Bellabeat Case Study



1) ASK


Questions to Consider

    What are some trends in smart device usage?
  
  
      - According to Think with Google, 61% of people own a smart device globally.
      What does this mean? 
      
        - The market for smart devices is increasing. 
        
      What is the current situation?
      
        - Bellabeat is looking to increase sales in their products, as well as gain
        insight into what their customers use their products for the most. 
        This analysis will focus on the amount of steps, and the calories datasets given in order to adjust or add to the current marketing strategies. 
        
      Business Task
      - This analysis focuses on using the various sets of data in order to determine if the products that Bellabeat customers use are effective, and if any necessary changes should be made in order to increase sales. 
      - Some strategies we plan to put to use:
          - Different designs and color schemes to appeal to more women.
          - Promote product to various age groups of women.
          - Possibility of a new product that is unlike the rest.
          - Updating features/improving interface of products.
          - Example: The Leaf product is designed to be a necklace, bracelet, or clip. If these things are meant for women, we should design them to appeal to more women! 
          
      Key Stakeholders
      - Urška Sršen
      - Sando Mur
      - Customers that use Bellabeat products

2) Prepare


Where is this data from?

[FitBit Fitness Tracker Data](http://https://www.kaggle.com/datasets/arashnic/fitbit)

[Think with Google](http://https://www.thinkwithgoogle.com/future-of-marketing/emerging-technology/smart-device-use-statistics/)


This data can be found on Kaggle. 


How is this data organized?

![Daily steps and calories.jpg](attachment:06e0ea61-6edf-4a7c-a3e6-ded830d1d5f6.jpg)

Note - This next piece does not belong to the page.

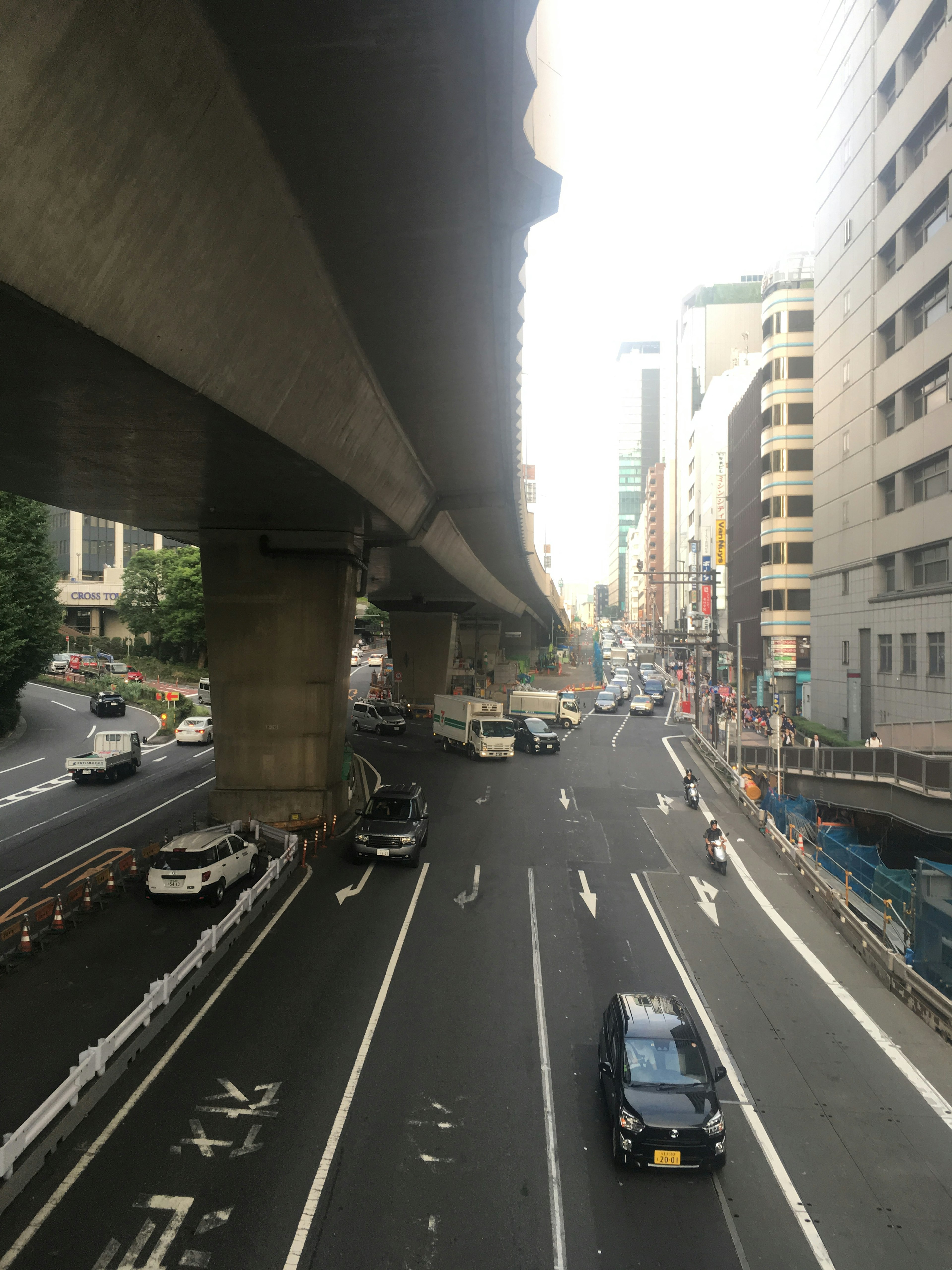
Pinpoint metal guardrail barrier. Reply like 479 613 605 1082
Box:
731 745 952 796
0 821 299 1181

![Sleep.jpg](attachment:80d74f74-be40-4964-98ed-42e6034acdc0.jpg)

Does this data ROCCC? 

- Reliable: Although this data seems to be fairly good quality, it is not accurate, since the data has been accumulated from over 5 years ago.

- Original: This data is original, since it comes from thirty eligible FitBit users who consented to having their data made public. However, there are some instances of bias within the data, such as the weight put in, and the data does not state ages either. 

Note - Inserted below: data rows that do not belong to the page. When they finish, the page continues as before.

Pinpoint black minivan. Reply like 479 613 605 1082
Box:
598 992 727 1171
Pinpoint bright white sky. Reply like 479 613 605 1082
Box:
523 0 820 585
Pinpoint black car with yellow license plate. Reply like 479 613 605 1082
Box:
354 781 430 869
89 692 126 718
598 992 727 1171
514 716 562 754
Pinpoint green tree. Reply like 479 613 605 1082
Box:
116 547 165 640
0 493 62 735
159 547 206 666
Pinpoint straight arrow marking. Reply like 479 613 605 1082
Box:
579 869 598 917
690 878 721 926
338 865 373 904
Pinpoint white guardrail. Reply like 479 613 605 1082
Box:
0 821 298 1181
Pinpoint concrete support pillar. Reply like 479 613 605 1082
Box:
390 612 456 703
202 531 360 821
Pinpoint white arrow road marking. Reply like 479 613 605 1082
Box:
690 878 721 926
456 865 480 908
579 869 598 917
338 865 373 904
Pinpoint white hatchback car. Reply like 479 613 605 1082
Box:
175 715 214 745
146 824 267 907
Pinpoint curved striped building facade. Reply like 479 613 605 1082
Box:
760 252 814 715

- Comprehensive: This data set is comprehensive, because it shows every aspect of what the smart devices analyze, along with data. However, there seem to be some errors. 

- Current: This dataset is not current, since it was taken during 2016. This is a limitation to this dataset. In addition, the same user seems to have multiple entries for different days, which could skew the data. 

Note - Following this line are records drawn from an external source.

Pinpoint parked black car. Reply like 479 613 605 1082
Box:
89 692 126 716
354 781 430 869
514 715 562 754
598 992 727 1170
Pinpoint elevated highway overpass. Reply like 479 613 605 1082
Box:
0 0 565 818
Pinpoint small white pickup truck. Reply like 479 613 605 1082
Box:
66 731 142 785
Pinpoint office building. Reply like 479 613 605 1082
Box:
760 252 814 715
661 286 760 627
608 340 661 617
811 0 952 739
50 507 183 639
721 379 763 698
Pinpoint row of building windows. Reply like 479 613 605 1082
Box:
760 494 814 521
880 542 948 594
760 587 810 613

- Cited: This dataset has been cited by a Kaggle user(Mobius), who is a verified analyst. 

[Mobius](http://https://www.kaggle.com/arashnic)

Does this help answer the business task?

- Using this dataset will help aid in the analysis to find out if Bellabeat products are working for customers, and if they are effective for them.  

Problems with the Data?

- Majority of the data is mixed between wide and long format. 

- Multiple entries for the same users. 

Verifying the Data's integrity.

- Bellabeat has successfully gathered data from various users of their products, without compromising their identities. 


3) Process

Tools used for this analysis

- R was used for analyzing, cleaning, and organizing the data. 

- Data was merged within R and combined.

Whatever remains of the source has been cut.